Any other objects can be named by a fixed variable, whose status
depends on the choice of theory to see it:
- An ordinary variable symbol, usable by expressions which by a binder
can let it range over some notion;
- A new constant symbol, to be added to the language, forming another
theory with a richer language.
The difference vanishes in generic interpretations which turn
constant symbols into variables (whose values define different models).
By similarity to constants which are particular structures (nullary operators),
the concept of variable can be generalized to that of variable structure.
But those beyond nullary operations (ordinary variables) escape the above list
of allowed symbols in expressions. Still some specific kinds of use of variable
structure symbols can be justified as abbreviations (indirect descriptions)

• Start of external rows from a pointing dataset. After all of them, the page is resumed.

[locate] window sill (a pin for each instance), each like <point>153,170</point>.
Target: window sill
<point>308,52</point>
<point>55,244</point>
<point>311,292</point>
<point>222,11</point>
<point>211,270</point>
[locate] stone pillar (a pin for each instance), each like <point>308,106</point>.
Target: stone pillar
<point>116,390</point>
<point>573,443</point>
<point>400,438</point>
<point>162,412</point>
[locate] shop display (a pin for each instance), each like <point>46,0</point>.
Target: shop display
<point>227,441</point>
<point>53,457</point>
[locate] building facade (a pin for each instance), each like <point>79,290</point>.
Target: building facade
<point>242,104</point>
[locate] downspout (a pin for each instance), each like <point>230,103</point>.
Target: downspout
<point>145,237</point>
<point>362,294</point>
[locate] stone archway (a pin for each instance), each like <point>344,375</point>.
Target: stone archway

of the use of legitimate expressions. The main case of this is explained below ;
another use (looking similar but actually a meta-variable)
will be involved in 1.10.
Structures defined by expressions
Starting with any theory, one can introduce a kind of symbol of variable
structure (operator or predicate, though a nullary predicate is normally called a
"Boolean" rather than a "structure"), defined by the following data
it means to abbreviate:
- An expression (terms define operators, while formulas define predicates
and Booleans);
- Among its available free variables, a selection of those which will be bound
by this definition in the role of arguments of the intended structure;
the rest of them, which remain free, are called parameters.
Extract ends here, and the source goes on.